Las empresas integradas en Asemac (Asociación Española de la Industria de Panadería, Bollería y Pastelería) elaborarán más de 10,5 millones de roscones para surtir los hogares españoles en el periodo navideño, lo que representa el 40% del total comercializado y supone un incremento del 3%, con respecto a las ventas del año pasado.

Además de los asociados de la organización, los consumidores ha podido adquirir roscones estos días procedentes de pequeñas industrias especializadas regionales, pero también en panaderías tradicionales y existe una pequeña partida que se importa desde Portugal y se distribuye en todo tipo de establecimientos de panadería.

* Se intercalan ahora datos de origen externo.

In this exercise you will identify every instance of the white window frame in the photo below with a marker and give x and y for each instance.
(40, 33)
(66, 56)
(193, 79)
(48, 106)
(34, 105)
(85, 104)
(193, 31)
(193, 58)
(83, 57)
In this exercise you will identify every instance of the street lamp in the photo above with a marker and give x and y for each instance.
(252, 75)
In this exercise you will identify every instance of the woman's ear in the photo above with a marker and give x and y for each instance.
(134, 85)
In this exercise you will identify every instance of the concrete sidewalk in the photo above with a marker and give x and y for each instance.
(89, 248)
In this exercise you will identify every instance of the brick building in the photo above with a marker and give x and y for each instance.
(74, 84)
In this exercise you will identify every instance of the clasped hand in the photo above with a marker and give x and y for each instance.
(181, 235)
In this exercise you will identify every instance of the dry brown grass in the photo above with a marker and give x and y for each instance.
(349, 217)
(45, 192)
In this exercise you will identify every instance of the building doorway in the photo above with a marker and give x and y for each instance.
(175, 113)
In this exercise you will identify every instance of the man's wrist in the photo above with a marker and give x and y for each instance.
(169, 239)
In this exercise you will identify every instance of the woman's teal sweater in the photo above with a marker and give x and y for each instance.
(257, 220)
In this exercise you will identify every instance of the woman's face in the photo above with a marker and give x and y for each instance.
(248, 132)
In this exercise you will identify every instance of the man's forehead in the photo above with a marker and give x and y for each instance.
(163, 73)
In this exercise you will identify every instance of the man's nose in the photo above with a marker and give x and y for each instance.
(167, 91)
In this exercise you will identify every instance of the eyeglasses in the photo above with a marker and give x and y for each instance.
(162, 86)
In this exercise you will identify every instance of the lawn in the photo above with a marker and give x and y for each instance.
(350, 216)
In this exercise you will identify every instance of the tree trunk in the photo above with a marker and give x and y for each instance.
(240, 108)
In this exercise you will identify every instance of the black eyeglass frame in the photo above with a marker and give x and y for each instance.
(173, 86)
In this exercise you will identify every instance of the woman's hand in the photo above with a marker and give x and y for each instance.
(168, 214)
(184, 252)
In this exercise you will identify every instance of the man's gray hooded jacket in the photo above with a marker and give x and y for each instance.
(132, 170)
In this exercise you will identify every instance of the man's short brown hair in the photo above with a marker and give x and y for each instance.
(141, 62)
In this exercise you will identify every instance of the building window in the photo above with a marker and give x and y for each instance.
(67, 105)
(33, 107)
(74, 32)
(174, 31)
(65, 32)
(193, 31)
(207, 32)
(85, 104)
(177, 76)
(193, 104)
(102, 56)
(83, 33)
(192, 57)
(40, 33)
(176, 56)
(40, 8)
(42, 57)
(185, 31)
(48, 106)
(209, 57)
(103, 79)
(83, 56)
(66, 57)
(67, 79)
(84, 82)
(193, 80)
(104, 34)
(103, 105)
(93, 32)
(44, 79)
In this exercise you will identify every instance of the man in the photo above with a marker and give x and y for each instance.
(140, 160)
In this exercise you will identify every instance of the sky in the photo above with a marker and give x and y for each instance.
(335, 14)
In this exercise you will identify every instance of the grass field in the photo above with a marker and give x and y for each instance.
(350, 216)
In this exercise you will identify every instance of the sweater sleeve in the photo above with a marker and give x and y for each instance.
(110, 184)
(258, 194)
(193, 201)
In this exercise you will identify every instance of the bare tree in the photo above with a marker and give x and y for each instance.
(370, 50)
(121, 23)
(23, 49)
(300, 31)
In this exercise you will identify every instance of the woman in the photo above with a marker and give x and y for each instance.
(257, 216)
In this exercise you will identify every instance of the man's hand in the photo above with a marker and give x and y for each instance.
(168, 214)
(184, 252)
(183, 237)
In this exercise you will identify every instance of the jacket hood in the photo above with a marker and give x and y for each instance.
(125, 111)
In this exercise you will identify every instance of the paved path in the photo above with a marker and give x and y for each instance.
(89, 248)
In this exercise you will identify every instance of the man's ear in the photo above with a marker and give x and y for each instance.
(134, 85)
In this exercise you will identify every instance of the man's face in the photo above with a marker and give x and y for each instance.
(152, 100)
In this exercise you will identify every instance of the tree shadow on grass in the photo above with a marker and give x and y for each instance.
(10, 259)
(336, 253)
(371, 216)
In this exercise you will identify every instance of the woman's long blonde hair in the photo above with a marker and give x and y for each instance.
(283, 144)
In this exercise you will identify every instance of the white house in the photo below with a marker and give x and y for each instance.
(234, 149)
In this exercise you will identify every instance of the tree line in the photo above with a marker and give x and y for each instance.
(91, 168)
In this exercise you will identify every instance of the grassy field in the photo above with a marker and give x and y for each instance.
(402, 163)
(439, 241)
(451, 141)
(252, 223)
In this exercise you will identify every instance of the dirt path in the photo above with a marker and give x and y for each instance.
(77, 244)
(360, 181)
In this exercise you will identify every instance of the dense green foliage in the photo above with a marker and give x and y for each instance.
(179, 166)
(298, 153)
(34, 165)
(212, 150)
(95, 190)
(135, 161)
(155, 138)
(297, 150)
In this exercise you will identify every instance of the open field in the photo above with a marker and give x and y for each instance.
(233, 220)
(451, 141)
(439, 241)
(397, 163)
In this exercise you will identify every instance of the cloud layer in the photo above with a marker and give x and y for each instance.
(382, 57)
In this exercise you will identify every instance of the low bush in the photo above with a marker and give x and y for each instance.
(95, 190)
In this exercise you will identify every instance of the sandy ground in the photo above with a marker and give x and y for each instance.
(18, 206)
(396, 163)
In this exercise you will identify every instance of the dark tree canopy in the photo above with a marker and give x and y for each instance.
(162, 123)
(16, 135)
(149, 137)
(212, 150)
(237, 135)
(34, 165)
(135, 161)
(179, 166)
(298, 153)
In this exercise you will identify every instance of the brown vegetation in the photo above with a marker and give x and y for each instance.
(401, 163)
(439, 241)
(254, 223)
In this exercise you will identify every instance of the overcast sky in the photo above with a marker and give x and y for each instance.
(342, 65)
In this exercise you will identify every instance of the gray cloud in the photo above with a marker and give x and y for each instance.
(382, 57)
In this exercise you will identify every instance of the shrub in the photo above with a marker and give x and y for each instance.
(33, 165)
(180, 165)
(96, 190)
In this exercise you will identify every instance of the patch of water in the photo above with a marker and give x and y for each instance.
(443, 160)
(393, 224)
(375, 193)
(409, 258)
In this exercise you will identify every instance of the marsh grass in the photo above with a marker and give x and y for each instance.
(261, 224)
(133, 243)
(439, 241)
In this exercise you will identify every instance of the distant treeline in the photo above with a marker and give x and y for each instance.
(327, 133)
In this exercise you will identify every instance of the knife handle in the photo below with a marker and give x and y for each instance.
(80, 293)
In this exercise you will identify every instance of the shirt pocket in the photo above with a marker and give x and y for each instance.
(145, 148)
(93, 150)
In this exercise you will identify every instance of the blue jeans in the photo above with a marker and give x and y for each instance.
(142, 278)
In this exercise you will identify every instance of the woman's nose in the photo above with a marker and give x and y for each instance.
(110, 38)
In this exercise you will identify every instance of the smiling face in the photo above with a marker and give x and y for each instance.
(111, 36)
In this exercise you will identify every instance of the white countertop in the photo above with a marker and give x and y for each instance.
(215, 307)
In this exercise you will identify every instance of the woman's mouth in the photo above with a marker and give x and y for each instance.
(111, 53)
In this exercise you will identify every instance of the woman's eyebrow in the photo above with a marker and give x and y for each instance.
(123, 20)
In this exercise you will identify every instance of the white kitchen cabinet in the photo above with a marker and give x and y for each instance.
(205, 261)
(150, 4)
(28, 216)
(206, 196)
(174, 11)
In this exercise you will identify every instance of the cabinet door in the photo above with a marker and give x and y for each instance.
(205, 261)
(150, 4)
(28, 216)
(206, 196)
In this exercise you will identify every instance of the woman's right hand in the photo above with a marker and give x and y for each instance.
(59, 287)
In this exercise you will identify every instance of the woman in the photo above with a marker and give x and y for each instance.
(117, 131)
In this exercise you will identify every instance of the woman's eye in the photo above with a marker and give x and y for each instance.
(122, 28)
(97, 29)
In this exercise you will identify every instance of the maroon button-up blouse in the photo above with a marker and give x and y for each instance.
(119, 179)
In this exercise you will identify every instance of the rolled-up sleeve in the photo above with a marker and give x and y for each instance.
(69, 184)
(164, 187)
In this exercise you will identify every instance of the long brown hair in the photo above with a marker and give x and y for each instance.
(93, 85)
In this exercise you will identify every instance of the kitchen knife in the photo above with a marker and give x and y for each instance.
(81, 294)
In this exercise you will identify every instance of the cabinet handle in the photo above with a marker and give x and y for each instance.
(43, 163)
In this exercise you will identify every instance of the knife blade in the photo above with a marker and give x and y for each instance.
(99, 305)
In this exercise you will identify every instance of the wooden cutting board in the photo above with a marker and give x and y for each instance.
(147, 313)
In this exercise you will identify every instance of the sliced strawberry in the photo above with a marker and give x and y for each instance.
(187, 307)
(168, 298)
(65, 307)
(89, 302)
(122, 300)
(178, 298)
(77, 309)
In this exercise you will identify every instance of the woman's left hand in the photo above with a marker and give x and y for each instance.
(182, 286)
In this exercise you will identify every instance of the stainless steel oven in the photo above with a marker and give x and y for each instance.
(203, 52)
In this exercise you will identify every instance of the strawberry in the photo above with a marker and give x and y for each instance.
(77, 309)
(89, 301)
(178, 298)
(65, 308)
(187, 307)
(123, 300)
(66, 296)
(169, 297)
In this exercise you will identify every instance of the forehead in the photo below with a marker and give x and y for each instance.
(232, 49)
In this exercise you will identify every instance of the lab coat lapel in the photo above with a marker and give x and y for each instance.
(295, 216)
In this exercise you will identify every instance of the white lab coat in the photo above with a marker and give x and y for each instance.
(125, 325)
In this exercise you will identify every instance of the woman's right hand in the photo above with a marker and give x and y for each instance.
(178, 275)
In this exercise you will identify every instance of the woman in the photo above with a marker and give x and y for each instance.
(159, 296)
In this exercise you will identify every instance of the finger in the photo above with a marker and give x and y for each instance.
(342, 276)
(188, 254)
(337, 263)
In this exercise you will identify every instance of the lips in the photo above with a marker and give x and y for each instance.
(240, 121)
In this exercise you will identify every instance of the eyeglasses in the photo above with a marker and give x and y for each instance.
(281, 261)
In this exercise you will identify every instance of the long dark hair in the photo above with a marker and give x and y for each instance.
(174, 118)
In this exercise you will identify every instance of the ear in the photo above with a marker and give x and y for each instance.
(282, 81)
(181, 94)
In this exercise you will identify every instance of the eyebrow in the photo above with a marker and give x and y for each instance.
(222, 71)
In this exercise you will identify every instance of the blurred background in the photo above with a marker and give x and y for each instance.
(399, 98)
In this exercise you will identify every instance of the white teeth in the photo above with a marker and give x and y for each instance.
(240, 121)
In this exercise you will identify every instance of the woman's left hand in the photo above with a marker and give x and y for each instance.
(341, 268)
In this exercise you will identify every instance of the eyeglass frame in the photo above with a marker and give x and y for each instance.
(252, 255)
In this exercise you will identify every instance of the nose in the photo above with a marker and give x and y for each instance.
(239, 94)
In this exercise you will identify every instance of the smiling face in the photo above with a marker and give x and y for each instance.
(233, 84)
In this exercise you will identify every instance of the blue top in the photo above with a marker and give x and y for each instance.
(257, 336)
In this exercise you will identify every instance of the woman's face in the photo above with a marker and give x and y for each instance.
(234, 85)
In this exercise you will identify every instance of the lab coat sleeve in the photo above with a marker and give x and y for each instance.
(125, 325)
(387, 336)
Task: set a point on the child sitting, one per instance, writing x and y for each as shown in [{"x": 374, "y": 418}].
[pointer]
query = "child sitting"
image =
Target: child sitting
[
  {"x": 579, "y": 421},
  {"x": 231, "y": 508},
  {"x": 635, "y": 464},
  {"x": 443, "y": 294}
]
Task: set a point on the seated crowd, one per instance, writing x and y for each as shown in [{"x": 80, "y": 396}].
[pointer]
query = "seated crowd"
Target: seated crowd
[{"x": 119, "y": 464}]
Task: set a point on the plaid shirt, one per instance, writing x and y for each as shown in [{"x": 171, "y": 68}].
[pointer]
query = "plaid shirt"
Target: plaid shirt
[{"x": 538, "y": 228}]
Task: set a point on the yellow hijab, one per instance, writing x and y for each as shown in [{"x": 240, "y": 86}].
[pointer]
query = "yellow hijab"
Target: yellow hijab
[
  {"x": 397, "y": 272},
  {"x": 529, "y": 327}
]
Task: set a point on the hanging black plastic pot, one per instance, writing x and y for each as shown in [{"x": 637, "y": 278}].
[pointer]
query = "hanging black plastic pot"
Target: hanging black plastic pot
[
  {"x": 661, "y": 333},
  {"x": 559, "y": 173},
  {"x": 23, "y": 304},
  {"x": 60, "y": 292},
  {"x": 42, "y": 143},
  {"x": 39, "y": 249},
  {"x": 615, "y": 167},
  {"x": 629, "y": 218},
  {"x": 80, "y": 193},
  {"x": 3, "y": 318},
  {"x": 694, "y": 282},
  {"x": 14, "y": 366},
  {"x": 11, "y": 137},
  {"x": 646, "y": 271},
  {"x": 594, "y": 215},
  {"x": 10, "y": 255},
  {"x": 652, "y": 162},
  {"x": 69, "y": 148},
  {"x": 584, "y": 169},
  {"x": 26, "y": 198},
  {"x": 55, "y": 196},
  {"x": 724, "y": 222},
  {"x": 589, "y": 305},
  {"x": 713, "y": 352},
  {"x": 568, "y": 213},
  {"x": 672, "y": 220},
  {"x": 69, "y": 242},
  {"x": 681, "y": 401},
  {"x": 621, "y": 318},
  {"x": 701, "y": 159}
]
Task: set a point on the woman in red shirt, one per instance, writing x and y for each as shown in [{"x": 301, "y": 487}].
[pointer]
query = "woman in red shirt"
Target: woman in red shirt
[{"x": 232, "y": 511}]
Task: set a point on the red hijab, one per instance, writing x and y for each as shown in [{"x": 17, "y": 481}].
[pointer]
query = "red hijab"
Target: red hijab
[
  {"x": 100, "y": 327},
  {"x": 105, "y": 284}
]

El roscón más demandado sigue siendo el elaborado con la receta tradicional, cocido y relleno, compuesto por una masa brioche realizada con ingredientes de primera calidad. Frente a esta opción tradicional, se pueden encontrar otros más originales como son los roscones con crema tostada de limón, el roscón invertido -en el que se da la vuelta y se coloca el relleno fuera- o el roscón cremoso de Té Verde japonés, ente otras delicatesen.

Lo que también que están cambiando son los formatos. La diversidad de tipos de familias en la sociedad española ha propiciado que cada vez haya más hogares monoparentales o incluso que haya mucha gente que viva sola. En línea con esta diversidad, y en consonancia con otros productos de gran consumo, se realizan formatos más pequeños. Por esta razón, en los últimos años sí que han variado los gramajes de los roscones.